By Dr Jay Lu
Coronavirus, COVID-19, or simply as the infamous pandemic that plagued the world since late 2019, we have all heard about the virus spreading across the globe. But how many of us understand the real statistics and risks behind COVID 19? In this article, we aim to shed some light on the virus, potential treatments, and the possible risks involved
The Deadly Path Of COVID-19
Since its unforeseen birth in December 2019 in the Wuhan province of China, the COVID-19 disease (caused by Severe Acute Respiratory Syndrome Coronavirus 2; SARS-CoV-2) has become responsible for over 97,500 deaths worldwide (at the time of writing). This deadly virus is categorized as a respiratory illness with common symptoms including fever, cough and, in more extreme cases, shortness of breath. Scientists have recommended an incubation period of between 5 and 14 days from initial exposure to the virus to the development of symptoms.
With deaths rising, and an anticipated peak on the horizon, it has never been so crucial that medical professionals seek a safe and efficient therapy to impede the spread of COVID-19 infections. While there are no FDA-approved drugs to combat COVID-19, there has been much investigation and debate into either novel and re-purposed agent, such as remdesivir or a blend of hydroxychloroquine (HCQ) and azithromycin, as possible COVID-19 therapies (1). Each drug is currently being evaluated in clinical trials for their abilities to inhibit the growth of SARS-CoV-2.
Current Possible Treatments
While there is more research and hypothesis over solid and definitive evidence for an appropriate treatment drug, medical professionals worldwide are working together to deduce the best immediate drugs for “off-label” or “compassionate use” treatments. The two most common are lopinavir/ritonavir, and HCQ – which is famous for its antimalarial properties (1).
It has been found that HCQ treatment is mainly connected with viral load reduction in sufferers of COVID-19; its effect is bolstered by its ability to treat bacterial infections. In one hand, HCQ is becoming a firm favorite in the race for a cure, earning the acknowledgment of the US President as a ‘game-changer’ drug. However, research has been conducted on a relatively small scale with limited evidence of its long-term impacts, possible side effects, and availability. As such, the study comes with its limitations.
The Risks of Arrhythmia and Sudden Cardiac Death?
In 2017, the WHO published a review on pharmacovigilance, clinical and preclinical data surrounding anti-malarial drugs, including HCQ (2). The study divulged the association between these drugs and QT interval prolongation, which is when the heart muscle takes longer to recharge between beats. This process is most notably hindered when there is a block of the human ether-à-go-go related gene (hERG) potassium (K+) channel. Blockade of the hERG channel lengthens ventricular repolarization and the duration of ventricular action potential. This is reflected on the surface ECG as a prolonged QT interval; it may also result in the reactivation of inward, mainly calcium, depolarizing currents, thereby generating early afterdepolarizations (EAD). It is worth noting that examining hERG block and QT prolongation are the essential determinants in the Comprehensive in Vitro Proarrhythmia Assay (CiPA), part of FDA risk assessment.

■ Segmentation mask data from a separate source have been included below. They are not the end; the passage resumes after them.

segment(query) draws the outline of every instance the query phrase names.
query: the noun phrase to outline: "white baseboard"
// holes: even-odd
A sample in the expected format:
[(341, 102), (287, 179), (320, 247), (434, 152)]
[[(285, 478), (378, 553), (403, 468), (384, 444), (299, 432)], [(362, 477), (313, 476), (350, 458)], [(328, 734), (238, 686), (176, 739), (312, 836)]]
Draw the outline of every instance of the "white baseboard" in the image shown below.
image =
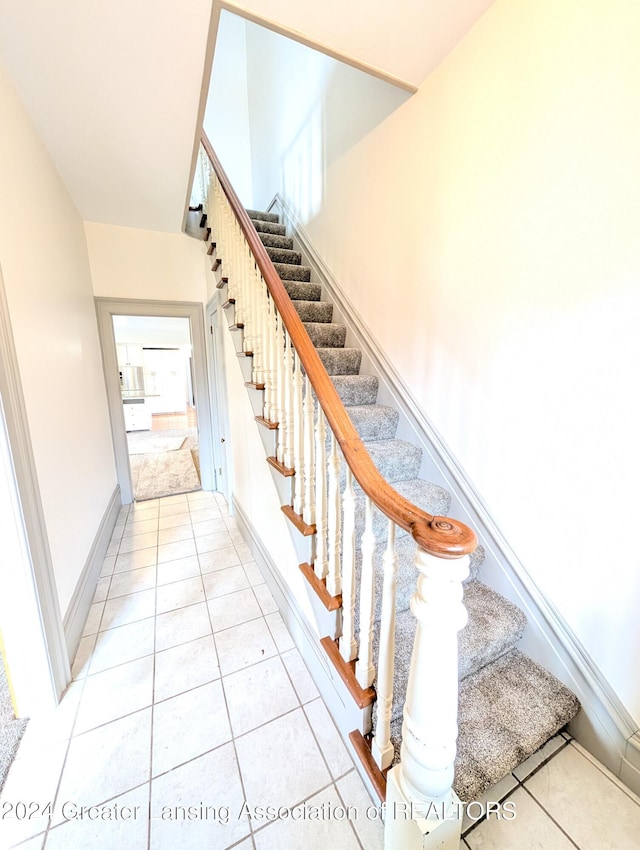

Recently, the American College of Cardiology (ACC) and Mayo Clinic Proceedings independently put together urgent guidelines surrounding the use of HCQ-Azithromycin (3,4). In their articles, they express the concern whereby HCQ-Azithromycin may cause unwanted the heart rate corrected QT interval (QTc), thereby increasing the risk of drug-induced Torsades de pointes (TdP). TdP is a potentially lethal polymorphic ventricular tachycardia which can cause drug induced-sudden cardiac death (SCD) from individual or concurrent use of these medications (5). Although ACC concluded the overall benefit was greater than the cardiovascular risk in COVID-19 patients, the intensity of QT and arrhythmia monitoring should be carefully considered in the context of risk level, resource availability, and quarantine considerations.
For those who are interested in catching up with some COVID-19 background and latest development, please visit our previous blog article and FDA website https://bit.ly/2Rj06V5 for more information.
Technology that Can Help?
Fortunately, yes! This is where the news becomes a little more optimistic. Cardiac mapping technology has been built to solve this exact problem way before newly identified drugs or re-purposing drugs entering clinical trials. A recent report of clinical trial in Brazil, the higher dosage of chloroquine has been linked to a higher cardiovascular risk and little effect on viral clearance (6). Just a few days ago, a research group in China potentially proved that chloroquine diphosphate indeed had dose-dependent effects on Langendorff hearts from Guinea pigs. The electrical mapping system from MappingLab (see video) was employed to simultaneously record field potentials from the left atria and ventricle. Not only was the significant delay shown in activation conduction map (Panel A) and repolarisation trace (Panel B) from the left ventricle, but the severe drop on heart rate at a higher dose (100 µM) was also clearly demonstrated (Panel C).